Trans Gender Dysphoria

Transgender Dysphoria

People with gender dysphoria is the same feeling associated with transgender, but the feelings are just amplified to the point where it could be mentally and emotionally unhealthy. They feel strongly that their gender doesn’t match their physical appearance. And with this strong feeling, they may divert to different disturbing behavioral aspects, such as feeling grotesque about the different attributes of the sex in which they were born with. They can even get to the point where they won’t shower, change their clothes, or even attempt suicide. Gender dysphoria could be a serious condition, and it’s normally diagnosed if these strong type of feelings lasts beyond six months.

In showing more of the serious implications about gender dysphoria, people suffering from this may feel severe distress, depression, and anxiety because they have the physical traits of the sex that is the mismatched of their true gender. They would most likely experience restlessness also. Their intense feelings can interrupt their functionality in normal life at work, school, or in social activities. However, there are some cases where people experiencing gender dysphoria would not result to the more self destructive behavioral attributes. These severely intense feelings would be a phase while they are teens. And in many of these cases, they would cope because they have set in their mind that they would become their inner gender, instead of their birth gender.

Gender dysphoria was once called gender identity disorder. However, the mismatching of the internal feeling of gender and the body doesn’t constitute a mental illness. It is considered a mental problem when depression, anxiety, and stress go along with it. As a matter of fact, gender nonconforming (GNC) is the broader term used for gender dysphoria. And with the ones who feel like they are neither male or female, they call themselves “genderqueer”. Also, gender dysphoria is not associated with homosexuality. It doesn’t associate with sexual orientation, but it associate with their internal feeling of gender.

What to do When not Feeling Right with Your Birth Gender

A person must have shown symptoms for a minimum of six months to be diagnosed as having gender dysphoria.
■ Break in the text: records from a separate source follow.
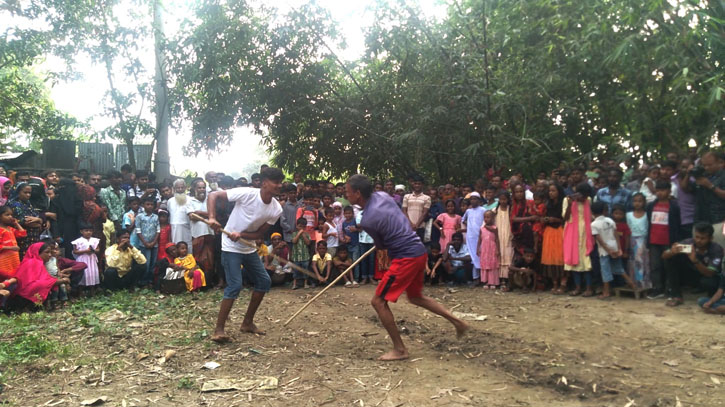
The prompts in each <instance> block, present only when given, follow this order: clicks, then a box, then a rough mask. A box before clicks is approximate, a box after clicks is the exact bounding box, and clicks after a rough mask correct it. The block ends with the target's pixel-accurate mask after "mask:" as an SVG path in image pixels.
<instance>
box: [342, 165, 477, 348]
mask: <svg viewBox="0 0 725 407" xmlns="http://www.w3.org/2000/svg"><path fill="white" fill-rule="evenodd" d="M346 189H347V198H348V199H349V200H350V203H351V204H353V205H359V206H360V207H361V208H362V209H363V212H362V213H363V215H362V219H361V220H360V223H359V224H358V225H359V227H361V228H362V230H364V231H365V232H366V233H368V234H369V235H370V236H371V237H372V239H373V241H374V242H375V246H376V247H377V248H378V249H379V250H387V251H388V255H389V256H390V258H391V259H392V261H391V264H390V268H389V269H388V270H387V271H386V272H385V275H384V276H383V278H382V279H381V280H380V283H379V284H378V286H377V288H376V290H375V296H373V298H372V300H371V301H370V303H371V305H372V306H373V308H374V309H375V311H376V312H377V314H378V318H380V322H381V324H382V325H383V327H385V330H386V331H387V332H388V335H389V336H390V339H391V340H392V342H393V349H392V350H390V351H389V352H387V353H385V354H383V355H382V356H380V357H379V358H378V360H382V361H394V360H402V359H407V358H408V357H409V355H408V349H407V348H406V347H405V344H404V343H403V340H402V338H401V337H400V332H398V327H397V326H396V324H395V317H394V316H393V313H392V311H391V310H390V307H389V305H388V303H389V302H390V301H392V302H396V301H397V300H398V298H399V297H400V296H401V295H402V294H403V292H405V293H406V296H407V297H408V301H410V303H411V304H414V305H417V306H419V307H422V308H425V309H427V310H428V311H430V312H433V313H435V314H437V315H440V316H442V317H443V318H445V319H447V320H448V321H449V322H450V323H451V324H453V326H454V327H455V329H456V334H457V335H458V336H459V337H461V336H462V335H463V334H465V333H466V331H467V330H468V328H469V327H468V324H466V323H465V322H464V321H462V320H460V319H459V318H456V317H455V316H454V315H453V314H452V313H451V312H450V311H449V310H448V309H446V308H445V307H443V306H442V305H441V304H439V303H438V302H436V301H435V300H434V299H432V298H429V297H426V296H424V295H423V276H424V273H425V265H426V261H427V254H426V250H425V246H423V243H422V241H421V240H420V238H419V237H418V236H417V235H416V234H415V233H414V232H413V230H411V229H410V227H409V223H410V221H409V220H408V219H407V217H406V216H405V215H403V214H402V213H401V212H400V210H398V208H397V207H396V205H395V203H394V202H393V200H392V199H391V198H390V196H389V195H388V194H386V193H385V192H375V193H373V186H372V184H371V183H370V180H369V179H368V178H367V177H366V176H364V175H360V174H358V175H353V176H352V177H350V179H348V181H347V185H346Z"/></svg>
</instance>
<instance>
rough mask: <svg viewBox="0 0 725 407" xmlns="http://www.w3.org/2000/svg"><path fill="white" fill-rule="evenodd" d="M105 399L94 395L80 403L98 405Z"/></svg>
mask: <svg viewBox="0 0 725 407" xmlns="http://www.w3.org/2000/svg"><path fill="white" fill-rule="evenodd" d="M119 312H121V311H119ZM106 401H108V397H107V396H101V397H96V398H94V399H88V400H83V401H81V405H82V406H100V405H101V404H103V403H105V402H106Z"/></svg>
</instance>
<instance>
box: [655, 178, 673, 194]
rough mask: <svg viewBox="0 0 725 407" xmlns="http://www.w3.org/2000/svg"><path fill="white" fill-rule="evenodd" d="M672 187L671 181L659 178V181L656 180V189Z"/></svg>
mask: <svg viewBox="0 0 725 407" xmlns="http://www.w3.org/2000/svg"><path fill="white" fill-rule="evenodd" d="M671 188H672V184H671V183H670V181H665V180H662V179H658V180H657V182H655V189H666V190H668V191H669V190H670V189H671Z"/></svg>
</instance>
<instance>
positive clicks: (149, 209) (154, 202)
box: [133, 196, 161, 287]
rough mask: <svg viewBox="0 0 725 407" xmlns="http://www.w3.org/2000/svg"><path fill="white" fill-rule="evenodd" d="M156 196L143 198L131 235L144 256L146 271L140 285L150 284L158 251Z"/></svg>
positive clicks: (145, 285)
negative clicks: (140, 210) (155, 197)
mask: <svg viewBox="0 0 725 407" xmlns="http://www.w3.org/2000/svg"><path fill="white" fill-rule="evenodd" d="M155 209H156V198H154V197H153V196H147V197H146V198H144V199H143V212H141V213H139V214H137V215H136V220H135V222H134V225H135V228H134V233H133V235H134V236H136V248H137V249H139V250H140V251H141V253H143V255H144V257H146V272H145V273H144V275H143V278H141V281H139V285H140V286H149V287H150V286H151V282H152V281H153V279H154V268H153V267H154V264H156V256H157V255H158V252H159V234H161V224H160V223H159V216H158V215H156V214H155V213H154V210H155Z"/></svg>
The following symptoms may occur with children showing traits of gender dysphoria:

• Even with physical traits of a boy, they say they are really a girl or with physical traits of a girl, they say they are a boy

• Strongly prefer to have friends of the sex in which they identify

• Rejecting the games, toys, and clothing typical of their birth sex

• Refusing to urinate, sitting, or standing in a way that associates with their birth sex

• Stating their desire to get rid of their genitals in order to have the genitals of the gender in which they associate with

• Believing that they will grow up to be a man, even though they were born a girl, or that they would grow up to be a woman even though they were born a boy

• Having severe distress over their body changing during puberty

The following are symptoms that may occur in adults and teens:

They are certain that their body is not in alignment with their true gender
Having disgust of their genitals to the point where they would avoid having sex, changing clothes, or showering to avoid touching or seeing their genitals
Having a strong desire to get rid of their genitals and other sexual traits
Dress and present themselves as the sex they believe they truly are

Undiagnosed/Untreated Gender Dysphoria

It’s important to get diagnosed and treated for gender dysphoria because people having gender dysphoria possess higher rates of mental health conditions. Some studies show that 71% of people having gender dysphoria will have a mental health diagnosis in their lifetime. This includes eating disorders, substance abuse, depression, schizophrenia, anxiety disorders, mood disorders, and suicide attempts.


The goal in treatment is not to influence how they feel about the person’s birth sex. But it’s to deal with the distress that may be there. Having said this, it’s imperative to talk to a psychologist or psychiatrist as part of the treatment plan for the negative feelings one may have with gender dysphoria. This is called talk therapy, and it’s a way to address any mental health issues. There may be additional steps needed in the treatment plan depending on the person’s condition, but the psychologist or psychiatrist will discuss which medicines may be needed to treat mental health issues. Other than that, possible treatments could be the following:

  • Puberty blockers– the youngsters in early puberty may ask to be prescribed some hormones, estrogen, or testosterone to suppress the physical changes. However, the young person must consult a pediatrician, and sometimes a psychiatrist must give the cons and pros on taking hormones especially at a young age.
  • Hormones– adults or teens may take the testosterone or estrogen hormones for the development of sex traits they want.
  • Surgery– some may choose to undergo complete sex reassignment surgery. It was once called the sex change operation. In other cases, some may choose to undergo some procedures to bring their appearance more in accordance to their feelings.

The bottom line is people would choose the right treatment along with their therapists for them. And after the transitioning is done, the person would not encounter dysphoria anymore, but therapy may still be needed. With religious groups, potential employers, co-workers, family, and friends having a hard time understanding this transition, this can be a challenge for the person who undergo the transition along with other dealing with other challenges.